Spoken like a general manager who really could use the ability to evaluate his current players in the near future. Weaver echoed what we’ve heard Detroit Pistons’ head coach Dwane Casey say on this matter, where the team is happy to participate in a second “Delete 8” bubble, but preferred to just have training camps in-market sometime during the off-season.

It was also interesting that he referred to not having all 30 teams in the bubble as “irresponsible.” To me, personally, having FEWER teams in the bubble would have been the more responsible thing to do. So far, the bubble has proven safe, but that safety is tenuous, and more people only adds more variables to the equation. The desire to evaluate your team is strong, but the need for safety should be stronger.

Troy Weaver is ready for the draft:

Most over-scouted draft in history. Every scout, every front office guy, every coach is going to watch film after film, because you have so much time in front of you. The missing component will be the human interaction.

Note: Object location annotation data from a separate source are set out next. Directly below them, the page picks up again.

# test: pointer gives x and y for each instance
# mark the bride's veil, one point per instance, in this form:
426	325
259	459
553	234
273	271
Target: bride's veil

The best scouts do their work early. I was fortunate enough to go overseas early, lay my eyes on all those kids, get to see quite a few games myself even before we get to the scouts, so I have a real comfort level with the guys on this draft. Absent the piece, you know, getting to sit down with them eye-to-eye, but I’ve seen them live.

This lines up with Weaver’s earlier talk of drafting people, not players. The film has been dissected ad nauseam by everyone in the organization available to watch film, but there is only so much you can infer about a person from a Zoom interview with a maximum time limit. You can hear how important getting to know people in and around basketball is for Weaver is in some of the stories he tells as the podcast goes along, and you can hear the slightest edge of frustration here that he can’t “sit down with them eye-to-eye.”

We didn’t know that Weaver had been overseas to see some of the top prospects available, and it’s good that he saw those guys in person. However, we also don’t know exactly where he went. Did he “only” go to Europe to get an eye on Deni Avdija, Killian Hayes, and Leandro Bolmaro? Did he make it all the way down to Australia to see LaMelo Ball and R.J. Hampton? Did he shuffle down to Neo Faliro to get a look at Aleksej Pokuševski? We don’t know, and Troy probably won’t say publicly until after the draft.

Just assume Troy saw the guys you wanted him to see, and he saw exactly what you see in them. That’s what I’m doing, at least.

Troy Weaver sounds like a human being:

I mean this in the nicest way possible, but when Weaver is offering prepared lines - he used the young quarterback / ground game analogy and the “restore not rebuild” lines again - he sounded very robotic, very canned. You could hear him thinking through what he wanted to say, what he’s practiced saying, which is what he wanted us to hear. And there’s value in hearing Weaver’s plan and vision.

However, it didn’t give us a great sense of his personality. On this podcast, though, he opened up, and we got to see a little bit of the person - not the executive - who’s running the Pistons. And when Weaver was talking about old scouting trips to see Russ and Derrick Rose, though, he sounds like an entirely different man (He actually sounds like my uncle, funnily enough).

When Weaver was hired, I went scouring the internet for his “Big Profile” - the GQ spread, the journalist who got five days of access into the life of one of the NBA’s best talent evaluators. You figure a man who’s been on everyone’s “GM-of-the-Future” shortlists would have one of those, right? If he does, I couldn’t find it (if you have it, PLEASE share it with me in the comments I am begging you). James Edwards, at The Athletic, did a pseudo-profile (and a damn fine job of it), but you’ll notice it’s a third-person examination - Weaver is not quoted in the piece.

I hope we get to learn a little bit more about Troy Weaver during his time in Detroit. The person he gave us a glimpse of in this podcast - the one with endless stories from scouting trips and a decade-plus on-the-ground experience in and around the NBA - I would really like to meet. I hope Troy Weaver lets the media see that side of him, so the fans get to see that side of him.